Even if you created a vaccine for one strain of the virus, would it work for other strains?

This concern arises because the vaccines tested to date, if they elicit neutralizing antibodies at all, typically produce quite “narrow” responses, i.e., antibodies that do not neutralize strains different than the immunizing strain. At this point, we simply do not know enough about the underlying biology to make meaningful predictions about how well any approach might work, why it might, or why it might not. But if we could make a vaccine that produced clinically useful endpoints, even if the protection was “narrow” in the sense described above, arguably this would enable us to define correlates of narrow protection, and it might be a useful step on the way to a more broadly-protective vaccine. Bottom line, were we to exclude study of vaccines that might not work, or that might not yield broad protection, we would have nothing at all to investigate.

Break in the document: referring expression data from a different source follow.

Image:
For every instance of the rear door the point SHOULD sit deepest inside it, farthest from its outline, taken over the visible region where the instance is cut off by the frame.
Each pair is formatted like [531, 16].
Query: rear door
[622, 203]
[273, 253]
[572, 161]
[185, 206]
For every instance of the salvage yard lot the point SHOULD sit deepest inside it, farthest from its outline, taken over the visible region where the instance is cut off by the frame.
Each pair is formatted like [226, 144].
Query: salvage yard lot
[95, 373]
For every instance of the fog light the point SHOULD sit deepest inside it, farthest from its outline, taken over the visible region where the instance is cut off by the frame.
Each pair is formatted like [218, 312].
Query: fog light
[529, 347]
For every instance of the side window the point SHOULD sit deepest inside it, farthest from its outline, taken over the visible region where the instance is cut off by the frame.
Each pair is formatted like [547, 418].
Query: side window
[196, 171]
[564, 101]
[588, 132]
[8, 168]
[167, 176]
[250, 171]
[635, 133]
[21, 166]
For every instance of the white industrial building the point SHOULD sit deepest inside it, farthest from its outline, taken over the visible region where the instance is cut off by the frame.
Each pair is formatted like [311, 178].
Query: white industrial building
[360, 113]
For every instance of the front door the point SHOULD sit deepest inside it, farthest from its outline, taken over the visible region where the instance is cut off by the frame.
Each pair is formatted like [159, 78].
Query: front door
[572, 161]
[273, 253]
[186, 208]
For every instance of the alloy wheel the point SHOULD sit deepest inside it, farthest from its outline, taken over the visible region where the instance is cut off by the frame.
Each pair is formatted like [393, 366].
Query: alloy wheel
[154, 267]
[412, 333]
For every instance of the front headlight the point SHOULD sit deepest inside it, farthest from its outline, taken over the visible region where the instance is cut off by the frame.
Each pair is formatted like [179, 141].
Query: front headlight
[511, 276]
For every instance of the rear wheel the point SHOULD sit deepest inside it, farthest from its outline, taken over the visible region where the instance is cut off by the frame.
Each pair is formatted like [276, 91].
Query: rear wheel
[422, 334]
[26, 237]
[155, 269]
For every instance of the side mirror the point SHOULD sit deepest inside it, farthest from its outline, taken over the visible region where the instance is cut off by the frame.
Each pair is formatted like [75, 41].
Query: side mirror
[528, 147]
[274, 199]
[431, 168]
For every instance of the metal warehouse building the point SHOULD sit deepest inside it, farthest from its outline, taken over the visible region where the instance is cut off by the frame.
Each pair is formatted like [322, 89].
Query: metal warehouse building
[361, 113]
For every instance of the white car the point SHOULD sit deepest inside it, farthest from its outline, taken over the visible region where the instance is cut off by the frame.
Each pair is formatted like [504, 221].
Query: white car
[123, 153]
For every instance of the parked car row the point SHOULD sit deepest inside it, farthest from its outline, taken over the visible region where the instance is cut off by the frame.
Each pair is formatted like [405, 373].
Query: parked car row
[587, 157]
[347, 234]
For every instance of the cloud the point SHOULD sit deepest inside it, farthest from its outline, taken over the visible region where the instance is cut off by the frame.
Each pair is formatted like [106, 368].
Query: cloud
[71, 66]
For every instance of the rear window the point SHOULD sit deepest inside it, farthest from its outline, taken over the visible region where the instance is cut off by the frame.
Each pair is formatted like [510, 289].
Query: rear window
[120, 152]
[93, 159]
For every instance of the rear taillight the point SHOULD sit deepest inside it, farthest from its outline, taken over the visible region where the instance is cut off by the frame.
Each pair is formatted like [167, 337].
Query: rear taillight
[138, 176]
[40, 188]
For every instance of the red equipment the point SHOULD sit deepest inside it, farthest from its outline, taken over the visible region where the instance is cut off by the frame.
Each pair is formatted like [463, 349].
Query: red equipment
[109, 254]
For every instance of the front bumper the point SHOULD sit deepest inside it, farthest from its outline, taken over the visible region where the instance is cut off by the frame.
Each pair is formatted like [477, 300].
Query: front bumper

Should this approach be tested first in animal models to establish proof of principle?

In the context of HIV/AIDS, this idea sounds better than it actually is. A vaccine concept that works in one species may or may not work in another. So far, we do not have any animal model that reliably predicts outcomes in humans. Furthermore, to develop a retrovirus vaccine that works in animals would take just as much time, money and effort as to develop a vaccine that works in humans. Bottom-line, other than information on acute toxicology, there is little to be gained from animal testing of killed-virus or any other retrovirus vaccine. It likely would be much more informative to compare and contrast a variety of candidate killed-HIV vaccine formulations in small human trials.

What about other current HIV vaccine trials I’ve heard about?

It would certainly be a wonderful stroke of luck if any of the specific vaccine formulations currently known to be in development were to prove effective, including those using elements of killed-virus methodology. But experienced researchers will be aware that vaccination outcomes can be influenced by a sizable list of vaccine input variables. We typically have needed a large number of guesses, considerable empirical screening, multiple iterative trials, and numerous small incremental improvements before we hit upon vaccine formulations that worked. Thus we think a successful classical vaccine is most likely to emerge through a comprehensive product development effort, rather than a single vaccine formulation. Barring a stroke of massive good luck, considerable empirical trial and error experimentation is apt to remain an essential element of any successful AIDS vaccine development effort.

Would killed-virus vaccines be expected to prevent infection?

No viral vaccine — using any method — has ever been able to completely and routinely prevent infection. But classical killed-virus vaccines have demonstrated ability to inhibit virus growth, defer disease, attenuate symptoms, and reduce the probability of transmission. All of these would be clinically-useful outcomes for HIV/AIDS.